Essa habilidade pode transformar tanto o desempenho no esporte quanto a forma de agir no trabalho. Imagine um atleta prestes a competir em uma final olímpica. A ansiedade vai estar presente e faz sentido que esteja. “O atleta que aprendeu a regular vai entender o motivo da ansiedade estar ali, vai ‘dialogar’ com ela para que o comportamento dele seja de autocuidado e assim consiga se energizar e focar no que importa”, exemplifica a psicóloga.
No mundo corporativo, o raciocínio é parecido. Executivos que sabem reconhecer e lidar com sentimentos, como a raiva, conseguem usá-los a seu favor. “Um executivo que consegue se relacionar com a raiva, por exemplo, tem muito mais chance de tomar decisões assertivas, dar feedbacks eficazes, estabelecer limites e manter o ambiente de trabalho saudável”, aponta.
A visão de que as emoções são apenas um empecilho também já foi superada pela ciência. O neurocientista António Damásio, referência mundial nos estudos sobre o tema, mostra que elas são fundamentais para a tomada de decisões. “Não são obstáculos à racionalidade, são componentes essenciais do processo de tomada de decisão”, lembra Wolff. Ou seja: em vez de atrapalhar, as emoções são ferramentas importantes. A diferença está em como aprendemos a lidar com elas.

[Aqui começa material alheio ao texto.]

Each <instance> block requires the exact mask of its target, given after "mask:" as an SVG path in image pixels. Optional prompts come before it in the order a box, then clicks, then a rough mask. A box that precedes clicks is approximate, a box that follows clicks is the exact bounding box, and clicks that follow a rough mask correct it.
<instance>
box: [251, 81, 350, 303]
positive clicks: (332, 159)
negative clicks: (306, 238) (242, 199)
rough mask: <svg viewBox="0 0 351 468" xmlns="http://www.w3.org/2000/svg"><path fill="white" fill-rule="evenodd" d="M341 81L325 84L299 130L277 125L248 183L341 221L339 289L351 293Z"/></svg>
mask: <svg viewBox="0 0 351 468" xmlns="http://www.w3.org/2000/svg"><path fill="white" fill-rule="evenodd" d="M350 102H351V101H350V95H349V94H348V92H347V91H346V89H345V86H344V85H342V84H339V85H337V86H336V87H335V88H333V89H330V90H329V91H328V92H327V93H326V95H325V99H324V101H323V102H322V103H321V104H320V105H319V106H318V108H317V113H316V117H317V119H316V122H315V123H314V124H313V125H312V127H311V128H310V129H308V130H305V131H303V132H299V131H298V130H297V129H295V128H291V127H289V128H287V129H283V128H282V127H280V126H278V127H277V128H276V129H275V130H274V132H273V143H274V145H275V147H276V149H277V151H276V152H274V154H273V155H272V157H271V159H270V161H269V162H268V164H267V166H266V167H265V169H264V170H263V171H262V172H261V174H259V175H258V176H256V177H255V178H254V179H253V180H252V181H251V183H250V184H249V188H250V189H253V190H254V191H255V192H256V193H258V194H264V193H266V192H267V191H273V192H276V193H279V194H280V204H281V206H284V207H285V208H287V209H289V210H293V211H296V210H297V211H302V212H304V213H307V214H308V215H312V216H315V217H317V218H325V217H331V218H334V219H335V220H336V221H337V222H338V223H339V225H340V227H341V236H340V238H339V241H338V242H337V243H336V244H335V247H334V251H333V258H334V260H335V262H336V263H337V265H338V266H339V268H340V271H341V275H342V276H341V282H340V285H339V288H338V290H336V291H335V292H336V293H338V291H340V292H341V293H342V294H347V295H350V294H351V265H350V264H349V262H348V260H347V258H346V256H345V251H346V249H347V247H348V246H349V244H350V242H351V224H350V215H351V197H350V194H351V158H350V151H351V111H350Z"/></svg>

A saúde emocional precisa ser estruturada e pensada de forma coletiva
Se engolir o choro não funciona, regular as emoções exige prática. “Regulação se treina. E deve ser treinada”, reforça a psicóloga. Esse treinamento, no entanto, não deve se restringir a momentos pontuais ou individuais. Na visão de Wolff, é preciso construir um ambiente que valorize a expressão emocional tanto no esporte quanto nas empresas. “A saúde emocional precisa ser estruturada, sustentada e pensada de forma coletiva e contínua. Não se trata apenas de oferecer uma palestra motivacional ou uma roda de conversa pontual. É preciso criar uma cultura que acolha as emoções”, afirma.
A boa notícia é que algumas mudanças estão acontecendo, principalmente entre crianças. “Tenho observado, por exemplo, na área da educação infantil: educadores e especialistas incentivando pais a conversarem com as crianças para que aprendam a demonstrar e nomear seus sentimentos, desde a primeiríssima infância. E, com certeza, esse é um movimento muito importante para o futuro da saúde mental”, comemora.
Seja em quadras, escritórios ou salas de aula, a regulação emocional aponta um caminho de vida mais equilibrado. “A regulação emocional é uma das chaves para um novo modelo de alta performance: mais humana, mais sustentável, mais potente. E, acima de tudo, mais saudável”, conclui Aline Wolff. Em outras palavras: chorar, sentir e compartilhar emoções não é fraqueza. É um exercício de humanidade que pode nos tornar mais fortes não apesar do que sentimos, mas justamente por causa disso.